High-performance time-series data warehouse built on DuckDB, Parquet, and MinIO.
⚠️ Alpha Release - Technical Preview Arc Core is currently in active development and evolving rapidly. While the system is stable and functional, it is not recommended for production workloads at this time. We are continuously improving performance, adding features, and refining the API. Use in development and testing environments only.

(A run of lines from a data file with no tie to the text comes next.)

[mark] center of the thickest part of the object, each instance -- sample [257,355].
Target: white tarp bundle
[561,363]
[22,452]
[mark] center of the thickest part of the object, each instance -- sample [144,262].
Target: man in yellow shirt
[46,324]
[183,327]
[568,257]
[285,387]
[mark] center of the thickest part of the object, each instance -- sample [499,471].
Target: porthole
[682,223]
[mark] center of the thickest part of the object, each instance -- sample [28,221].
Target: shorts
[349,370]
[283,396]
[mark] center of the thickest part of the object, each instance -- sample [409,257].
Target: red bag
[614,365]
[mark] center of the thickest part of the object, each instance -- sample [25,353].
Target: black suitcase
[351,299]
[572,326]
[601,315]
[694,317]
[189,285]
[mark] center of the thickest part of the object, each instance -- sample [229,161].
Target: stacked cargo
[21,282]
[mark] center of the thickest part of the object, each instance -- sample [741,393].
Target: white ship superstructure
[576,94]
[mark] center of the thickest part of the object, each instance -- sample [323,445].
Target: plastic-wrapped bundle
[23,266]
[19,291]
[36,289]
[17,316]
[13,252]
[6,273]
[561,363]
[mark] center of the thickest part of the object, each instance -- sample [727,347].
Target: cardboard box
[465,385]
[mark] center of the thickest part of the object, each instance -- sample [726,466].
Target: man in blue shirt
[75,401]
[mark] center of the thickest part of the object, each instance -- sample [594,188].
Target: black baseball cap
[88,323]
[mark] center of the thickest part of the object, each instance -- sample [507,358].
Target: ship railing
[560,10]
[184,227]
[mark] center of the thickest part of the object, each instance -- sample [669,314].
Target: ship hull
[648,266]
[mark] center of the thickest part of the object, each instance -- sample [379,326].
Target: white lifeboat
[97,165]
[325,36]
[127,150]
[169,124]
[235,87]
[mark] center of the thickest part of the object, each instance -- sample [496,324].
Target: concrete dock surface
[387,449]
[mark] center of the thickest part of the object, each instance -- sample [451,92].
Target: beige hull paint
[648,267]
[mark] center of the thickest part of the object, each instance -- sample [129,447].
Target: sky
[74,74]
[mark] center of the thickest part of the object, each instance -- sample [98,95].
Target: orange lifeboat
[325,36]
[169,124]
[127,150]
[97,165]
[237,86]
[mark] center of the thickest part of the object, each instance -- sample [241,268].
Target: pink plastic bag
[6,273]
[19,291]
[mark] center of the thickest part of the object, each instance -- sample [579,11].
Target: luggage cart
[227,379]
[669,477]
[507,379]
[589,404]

- High-Performance Ingestion: MessagePack binary protocol (recommended), InfluxDB Line Protocol (drop-in replacement), JSON
- DuckDB Query Engine: Fast analytical queries with SQL
- Distributed Storage with MinIO: S3-compatible object storage for unlimited scale and cost-effective data management (recommended). Also supports local disk, AWS S3, and GCS
- Data Import: Import data from InfluxDB, TimescaleDB, HTTP endpoints
- Query Caching: Configurable result caching for improved performance
- Production Ready: Docker deployment with health checks and monitoring
Arc achieves 1.89M records/sec with MessagePack binary protocol!
Metric | Value | Notes |
---|---|---|
Throughput | 1.89M records/sec | MessagePack binary protocol |
p50 Latency | 21ms | Median response time |
p95 Latency | 204ms | 95th percentile |
Success Rate | 99.9998% | Production-grade reliability |
vs Line Protocol | 7.9x faster | 240K → 1.89M RPS |
Tested on Apple M3 Max (14 cores), native deployment with MinIO
🎯 Optimal Configuration:
- Workers: 3x CPU cores (e.g., 14 cores = 42 workers)
- Deployment: Native mode (2.4x faster than Docker)

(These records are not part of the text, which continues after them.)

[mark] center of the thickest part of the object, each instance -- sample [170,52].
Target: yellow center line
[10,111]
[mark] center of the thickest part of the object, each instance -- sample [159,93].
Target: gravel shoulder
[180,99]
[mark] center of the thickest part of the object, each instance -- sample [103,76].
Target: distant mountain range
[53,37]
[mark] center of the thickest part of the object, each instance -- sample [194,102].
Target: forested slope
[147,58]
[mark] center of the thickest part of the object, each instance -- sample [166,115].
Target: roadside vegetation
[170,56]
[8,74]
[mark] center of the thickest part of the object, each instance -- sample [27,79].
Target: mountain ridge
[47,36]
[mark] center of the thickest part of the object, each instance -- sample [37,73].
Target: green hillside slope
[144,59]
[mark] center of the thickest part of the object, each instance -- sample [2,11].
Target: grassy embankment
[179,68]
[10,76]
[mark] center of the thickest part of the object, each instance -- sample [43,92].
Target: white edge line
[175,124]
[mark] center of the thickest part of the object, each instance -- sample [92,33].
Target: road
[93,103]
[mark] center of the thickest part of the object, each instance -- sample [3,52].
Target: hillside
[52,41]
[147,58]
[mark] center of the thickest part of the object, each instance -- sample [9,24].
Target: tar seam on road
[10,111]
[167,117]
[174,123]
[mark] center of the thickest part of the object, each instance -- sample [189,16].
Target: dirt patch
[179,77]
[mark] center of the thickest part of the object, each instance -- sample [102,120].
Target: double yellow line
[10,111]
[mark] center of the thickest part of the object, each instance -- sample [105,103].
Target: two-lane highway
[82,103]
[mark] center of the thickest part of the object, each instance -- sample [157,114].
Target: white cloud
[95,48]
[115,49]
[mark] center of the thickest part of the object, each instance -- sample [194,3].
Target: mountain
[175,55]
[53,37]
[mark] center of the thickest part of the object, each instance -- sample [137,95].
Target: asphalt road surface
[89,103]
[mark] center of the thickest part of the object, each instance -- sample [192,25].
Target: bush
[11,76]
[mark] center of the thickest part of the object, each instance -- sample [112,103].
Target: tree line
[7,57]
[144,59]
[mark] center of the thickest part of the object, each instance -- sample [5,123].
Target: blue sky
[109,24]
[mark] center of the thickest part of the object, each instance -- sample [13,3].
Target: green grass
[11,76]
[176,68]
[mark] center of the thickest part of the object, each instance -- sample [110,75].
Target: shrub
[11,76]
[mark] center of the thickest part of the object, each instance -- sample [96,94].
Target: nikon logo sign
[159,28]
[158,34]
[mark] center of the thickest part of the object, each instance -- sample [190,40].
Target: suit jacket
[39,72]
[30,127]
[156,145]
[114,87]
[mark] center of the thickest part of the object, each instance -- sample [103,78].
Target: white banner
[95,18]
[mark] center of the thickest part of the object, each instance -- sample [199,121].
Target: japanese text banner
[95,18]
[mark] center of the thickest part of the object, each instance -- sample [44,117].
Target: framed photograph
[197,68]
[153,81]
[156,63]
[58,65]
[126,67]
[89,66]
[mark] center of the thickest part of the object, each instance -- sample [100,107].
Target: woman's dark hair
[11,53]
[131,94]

- Storage: MinIO native (not containerized)
- Protocol: MessagePack binary (
/write/v2/msgpack
)
Native deployment delivers 1.89M RPS vs 570K RPS in Docker (2.4x faster).
# One-command start (auto-installs MinIO, auto-detects CPU cores)
./start.sh native
# Alternative: Manual setup
python3.11 -m venv venv
source venv/bin/activate
pip install -r requirements.txt
cp .env.example .env
# Start MinIO natively (auto-configured by start.sh)
brew install minio/stable/minio minio/stable/mc # macOS
# OR download from https://min.io/download for Linux
# Start Arc (auto-detects optimal worker count: 3x CPU cores)
./start.sh native
Arc API will be available at http://localhost:8000
MinIO Console at http://localhost:9001
(minioadmin/minioadmin)
# Start Arc Core with MinIO
docker-compose up -d
# Check status
docker-compose ps
# View logs
docker-compose logs -f arc-api
# Stop
docker-compose down
Note: Docker mode achieves ~570K RPS. For maximum performance (1.89M RPS), use native deployment.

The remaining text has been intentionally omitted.